Why Everyone Wins When CMOs Use Data to Prove ROI

Marketers are increasingly gaining more credibility with the CEO and board, in large part because they can be data-driven in their decision making.

With the influx of analytics and data tools tracking everything from when a customer engaged with a company to when a purchase is made, data reinforces that marketers are not simply brand advocates, but significant influencers in getting customers to sign on the dotted line. This makes the marketer’s role more quantitative than ever before and as the American Marketing Association (AMA) so aptly stated — we’ve gone from ‘Mad Men to Math Men.’

So how are smart marketers using data to not only prove their contribution, but to significantly improve their programs across the entire spectrum of their marketing activities?

1.) Using Data To Fully Optimize Marketing Budgets and Benchmarks

While trial-and-error is part of any marketer’s job, data-inspired marketers are incorporating metrics from years prior to help determine which programs are increasing revenue — and which programs are resulting in wasted dollars. CRM expert Bonnie Crater suggests combining both company metrics and industry data to set realistic benchmarks. Data also allows marketers to focus on segments with the highest conversion rate, so marketing dollars are prioritized by groups that are most likely to convert. In an AdAge article titled “How Data Convinced West Virginia To Triple Its Tourism Budget,” the tourism department in West Virginia was able to show an ROI of $7 for every $1 spent on tourism by using both survey data and mobile data to prove that their ad dollars were having a direct impact on driving new tourists. By crafting family activity oriented messages to Ohioans, but outdoorsy messages to those in metro areas like DC, they were able to see 62% conversion rates on specific email campaigns. Due to the success of their data backed “Real. Wild, Wonderful West Virginia” campaign, their tourism budget tripled.


Source: AdAge

2.) Offering Highly Personalized Customer Service and Rapid-Response Times

According to Social Media Research, 75% of people who contact a company for customer support via social media expect a response within an hour. The most successful companies are able to swiftly respond to real-time customer data — and more importantly, understand the full context of the customer history with their product or service. Southwest Airlines for example, prides themselves on wowing their customers by offering quick and responsive feedback to customer complaints. They’ve recently made a massive investment in big data analytics tools that help their employees mine through volumes of customer interactions on email, web and social media. This in turn empowers them to offer personalized responses and offers — which ultimately improves customer satisfaction and bottom line.


Source: Forbes

3.) Using Data To Fuel Compelling Content Their Audience Will Love

Hot on the heels of big data comes big content. With the Internet polluted with overwhelming amounts of marketing content, marketers are using big data to influence their editorial calendars so they can hone in on audiences that value their perspective. Subway, for example, created a YouTube series called ‘The 4 to 9ers,’ that targeted a key demographic for their business – high schoolers. By orchestrating their data, they were able to formulate a successful YouTube series that helped them deliver appealing content to one of their most important demographics.

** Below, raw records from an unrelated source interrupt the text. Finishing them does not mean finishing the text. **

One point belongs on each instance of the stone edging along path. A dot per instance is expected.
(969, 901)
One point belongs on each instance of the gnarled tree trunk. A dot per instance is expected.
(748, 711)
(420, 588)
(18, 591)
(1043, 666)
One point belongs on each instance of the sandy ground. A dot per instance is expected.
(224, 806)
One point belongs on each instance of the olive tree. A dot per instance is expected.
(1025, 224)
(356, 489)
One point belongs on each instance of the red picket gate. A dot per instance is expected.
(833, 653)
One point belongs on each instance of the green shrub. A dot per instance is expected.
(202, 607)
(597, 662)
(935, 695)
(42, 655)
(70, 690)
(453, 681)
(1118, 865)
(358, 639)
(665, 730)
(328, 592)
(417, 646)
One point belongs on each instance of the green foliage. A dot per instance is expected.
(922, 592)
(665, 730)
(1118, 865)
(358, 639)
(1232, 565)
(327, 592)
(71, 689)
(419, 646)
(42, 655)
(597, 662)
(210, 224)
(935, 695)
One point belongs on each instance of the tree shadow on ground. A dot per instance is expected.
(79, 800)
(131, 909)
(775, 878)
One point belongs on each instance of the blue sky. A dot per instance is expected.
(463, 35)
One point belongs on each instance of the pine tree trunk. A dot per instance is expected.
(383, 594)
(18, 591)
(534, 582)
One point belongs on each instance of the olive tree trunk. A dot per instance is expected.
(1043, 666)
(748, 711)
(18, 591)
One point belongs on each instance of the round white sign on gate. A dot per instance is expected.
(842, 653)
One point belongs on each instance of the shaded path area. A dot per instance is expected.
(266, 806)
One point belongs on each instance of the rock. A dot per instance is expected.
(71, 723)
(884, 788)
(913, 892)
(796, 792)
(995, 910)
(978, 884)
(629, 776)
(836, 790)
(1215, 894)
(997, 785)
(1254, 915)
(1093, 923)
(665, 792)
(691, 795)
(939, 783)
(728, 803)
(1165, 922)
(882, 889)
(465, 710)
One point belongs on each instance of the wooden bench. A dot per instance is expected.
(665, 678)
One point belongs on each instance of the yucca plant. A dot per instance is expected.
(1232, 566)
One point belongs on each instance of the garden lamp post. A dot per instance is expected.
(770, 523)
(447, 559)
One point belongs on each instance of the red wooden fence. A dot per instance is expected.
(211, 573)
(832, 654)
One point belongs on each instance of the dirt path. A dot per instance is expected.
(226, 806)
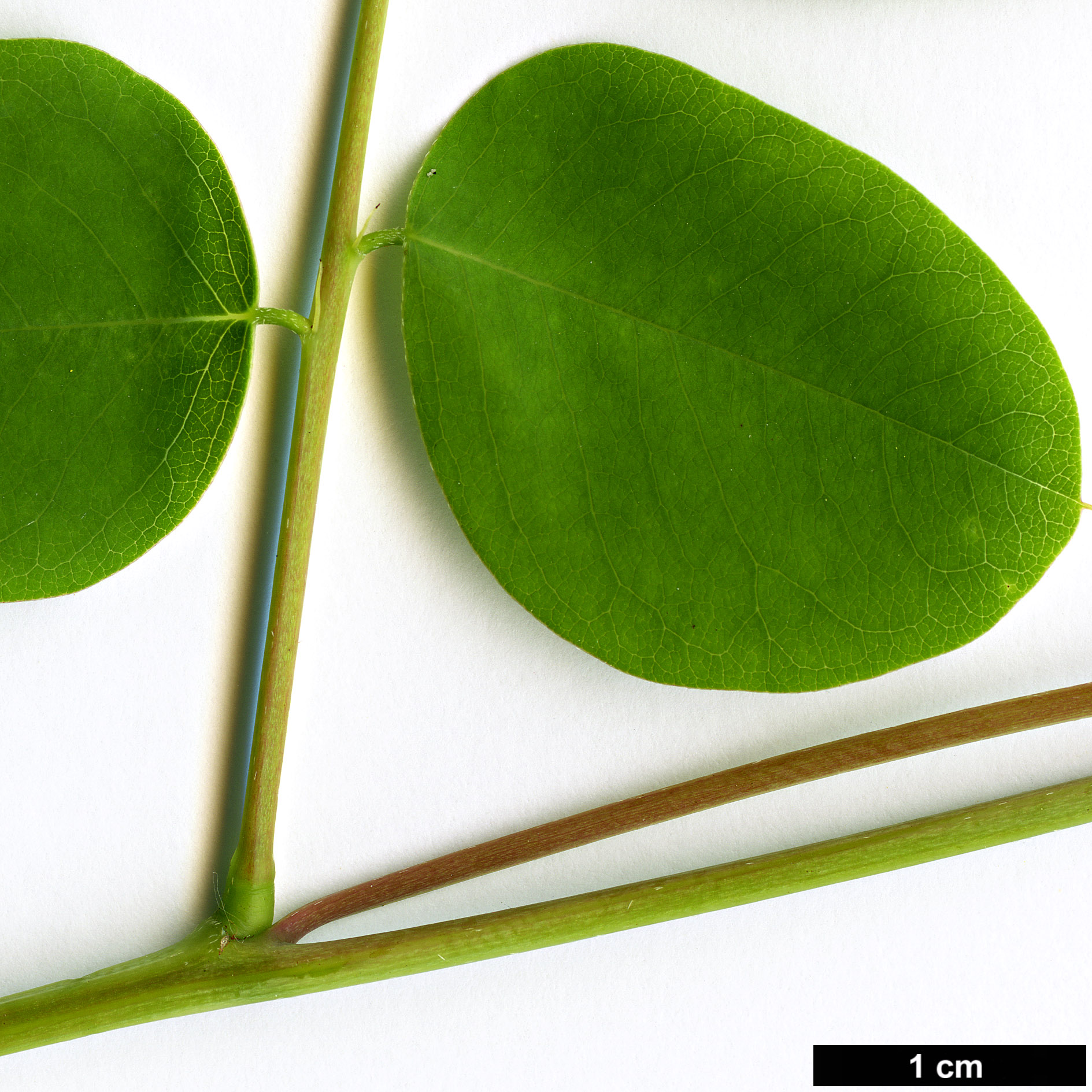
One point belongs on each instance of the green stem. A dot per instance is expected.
(248, 899)
(856, 753)
(210, 971)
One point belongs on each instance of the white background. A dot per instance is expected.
(432, 712)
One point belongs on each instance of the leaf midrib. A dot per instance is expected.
(413, 237)
(108, 324)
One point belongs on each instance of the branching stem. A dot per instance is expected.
(211, 971)
(968, 725)
(248, 899)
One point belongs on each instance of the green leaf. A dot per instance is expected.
(127, 288)
(716, 397)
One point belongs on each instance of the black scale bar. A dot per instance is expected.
(949, 1066)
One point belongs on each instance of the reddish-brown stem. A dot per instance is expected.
(968, 725)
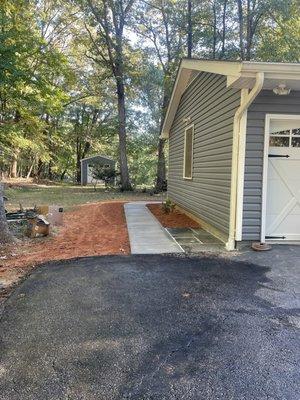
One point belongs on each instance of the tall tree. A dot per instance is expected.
(160, 24)
(109, 19)
(5, 234)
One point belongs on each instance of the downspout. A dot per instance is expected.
(259, 81)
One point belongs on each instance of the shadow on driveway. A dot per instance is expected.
(151, 327)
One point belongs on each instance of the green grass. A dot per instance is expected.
(66, 196)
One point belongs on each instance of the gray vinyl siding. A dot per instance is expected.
(266, 103)
(211, 107)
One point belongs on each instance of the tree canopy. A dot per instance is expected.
(83, 77)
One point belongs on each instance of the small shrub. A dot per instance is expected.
(168, 206)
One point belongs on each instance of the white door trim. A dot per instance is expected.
(268, 119)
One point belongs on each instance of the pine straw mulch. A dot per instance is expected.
(89, 230)
(175, 219)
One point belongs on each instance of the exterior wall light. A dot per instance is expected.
(187, 120)
(282, 90)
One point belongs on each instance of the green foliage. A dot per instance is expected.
(57, 90)
(104, 173)
(168, 206)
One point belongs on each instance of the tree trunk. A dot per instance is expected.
(223, 29)
(125, 182)
(30, 170)
(241, 28)
(214, 32)
(190, 30)
(161, 161)
(5, 234)
(14, 164)
(78, 168)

4.) Vastly Improving Loyalty Programs

With so much fragmentation in how marketers reach consumers, the one-size-fits-all approach generally yields minimal results. Marketers are leveraging data analytics tools to create custom segments that allow them to create highly personalized loyalty programs. Qantas Airlines gives their flight attendants access to customer profiles that show customer data such as food allergies, seat preferences, travel history and any relevant customer profile notes. They also use customer data for highly curated marketing emails and send out over 150,000 versions of their e-newsletter. Having this type of personalization evokes a certain sense of loyalty to a brand which keeps them coming back for more.

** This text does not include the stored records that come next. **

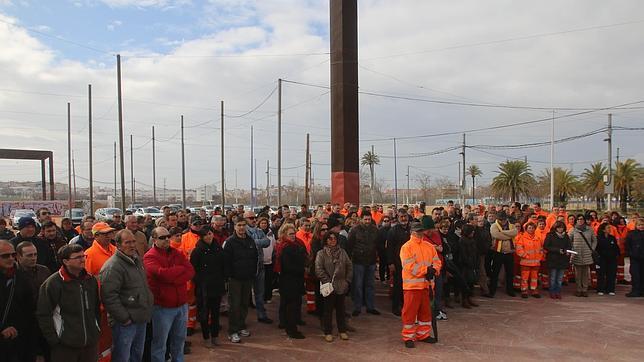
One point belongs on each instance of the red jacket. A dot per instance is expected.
(168, 272)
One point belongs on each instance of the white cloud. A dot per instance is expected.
(585, 69)
(114, 24)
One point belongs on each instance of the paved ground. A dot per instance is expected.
(509, 329)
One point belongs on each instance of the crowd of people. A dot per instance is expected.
(133, 288)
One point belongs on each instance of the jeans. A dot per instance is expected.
(258, 287)
(556, 276)
(331, 302)
(238, 298)
(127, 342)
(169, 324)
(363, 279)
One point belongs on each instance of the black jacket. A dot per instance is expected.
(210, 273)
(240, 257)
(293, 260)
(635, 244)
(553, 246)
(607, 248)
(20, 314)
(362, 244)
(397, 236)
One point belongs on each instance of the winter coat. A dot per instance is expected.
(241, 257)
(293, 261)
(68, 310)
(362, 246)
(396, 238)
(210, 274)
(635, 244)
(553, 245)
(338, 271)
(584, 256)
(124, 290)
(20, 314)
(607, 248)
(168, 272)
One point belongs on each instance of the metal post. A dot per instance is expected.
(70, 201)
(552, 162)
(395, 177)
(279, 142)
(91, 157)
(154, 170)
(223, 180)
(121, 146)
(132, 169)
(183, 169)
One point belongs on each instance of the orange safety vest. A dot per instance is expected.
(529, 249)
(416, 256)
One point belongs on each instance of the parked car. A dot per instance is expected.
(76, 215)
(106, 213)
(16, 214)
(152, 211)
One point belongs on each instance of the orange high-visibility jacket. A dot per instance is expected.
(416, 256)
(529, 249)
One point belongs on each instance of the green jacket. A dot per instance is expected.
(68, 310)
(124, 290)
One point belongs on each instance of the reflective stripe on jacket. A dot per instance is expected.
(529, 249)
(416, 256)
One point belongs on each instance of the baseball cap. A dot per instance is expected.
(101, 228)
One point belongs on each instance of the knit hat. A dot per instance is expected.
(101, 228)
(25, 221)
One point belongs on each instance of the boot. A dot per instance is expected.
(465, 303)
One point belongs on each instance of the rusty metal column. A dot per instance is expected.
(44, 179)
(52, 191)
(345, 177)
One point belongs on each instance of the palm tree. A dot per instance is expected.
(566, 184)
(514, 178)
(474, 171)
(626, 175)
(592, 180)
(370, 159)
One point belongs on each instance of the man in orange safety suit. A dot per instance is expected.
(420, 263)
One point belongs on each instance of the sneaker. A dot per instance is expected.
(265, 320)
(234, 338)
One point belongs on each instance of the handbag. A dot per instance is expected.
(596, 257)
(327, 288)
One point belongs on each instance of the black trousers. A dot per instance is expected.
(331, 302)
(396, 294)
(606, 276)
(292, 311)
(507, 262)
(637, 273)
(208, 308)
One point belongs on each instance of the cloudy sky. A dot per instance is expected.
(182, 57)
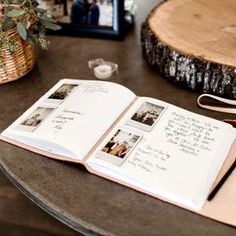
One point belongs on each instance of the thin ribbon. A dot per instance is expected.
(216, 108)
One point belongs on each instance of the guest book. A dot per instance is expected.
(141, 142)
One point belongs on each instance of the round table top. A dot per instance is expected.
(85, 202)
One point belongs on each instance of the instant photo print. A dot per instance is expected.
(119, 146)
(146, 116)
(35, 119)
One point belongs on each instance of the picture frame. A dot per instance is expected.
(112, 21)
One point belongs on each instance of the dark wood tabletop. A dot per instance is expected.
(87, 203)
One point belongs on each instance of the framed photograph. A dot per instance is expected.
(35, 119)
(146, 116)
(118, 148)
(94, 18)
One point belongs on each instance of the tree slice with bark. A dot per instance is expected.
(193, 43)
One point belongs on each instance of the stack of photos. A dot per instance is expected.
(40, 114)
(121, 144)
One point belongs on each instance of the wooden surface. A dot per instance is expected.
(88, 204)
(192, 42)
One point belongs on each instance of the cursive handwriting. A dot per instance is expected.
(190, 135)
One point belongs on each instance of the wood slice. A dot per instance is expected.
(193, 43)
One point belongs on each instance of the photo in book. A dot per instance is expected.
(33, 121)
(87, 17)
(61, 93)
(119, 147)
(146, 116)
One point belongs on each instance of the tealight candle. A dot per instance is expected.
(103, 71)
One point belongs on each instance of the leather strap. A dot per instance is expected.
(215, 108)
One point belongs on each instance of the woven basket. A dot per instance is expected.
(20, 62)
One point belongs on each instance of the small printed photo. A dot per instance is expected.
(119, 147)
(61, 93)
(146, 116)
(35, 119)
(80, 12)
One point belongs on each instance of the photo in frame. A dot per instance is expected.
(92, 18)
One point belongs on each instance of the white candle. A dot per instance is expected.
(103, 71)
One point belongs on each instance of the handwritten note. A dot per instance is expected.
(190, 135)
(149, 159)
(63, 118)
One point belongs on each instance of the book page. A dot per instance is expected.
(165, 151)
(71, 117)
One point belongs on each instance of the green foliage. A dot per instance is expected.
(30, 21)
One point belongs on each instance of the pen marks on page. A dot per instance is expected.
(63, 118)
(190, 135)
(149, 159)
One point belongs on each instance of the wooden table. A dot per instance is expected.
(85, 202)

5.) Offering Customers What They Want — When They Want It

With customers volunteering such depth into their personal preferences through platforms such as mobile apps, website history and social media, this type of data allows marketers to use predictive analytics to anticipate customer needs. Asics, the world’s biggest sports equipment and apparel company, gathered first-party data (using Umbel Activators) to better understand their audience preferences – length of workouts and apparel preferences. Based on the in-app behavior, they were able to use Umbel to create a digital genome of the app users including their demographics and interests. This gave Asics a comprehensive view of their app users and allowed the company to offer customized content and merchandise suggestions. This also allowed them to model their existing user base to target new followers. As a result, they were able to use this data to drive thousands of new downloads at an average cost per app install of $1.68 (around half of the industry average) and their ads targeting news MY ASICS users had a 35% conversion rate. 

With marketers being able to offer clear insight into where their marketing dollars are being spent, how deeply customers are engaging and proving both influence and ROI, data-driven marketing is a big win for both the CMO and the entire company.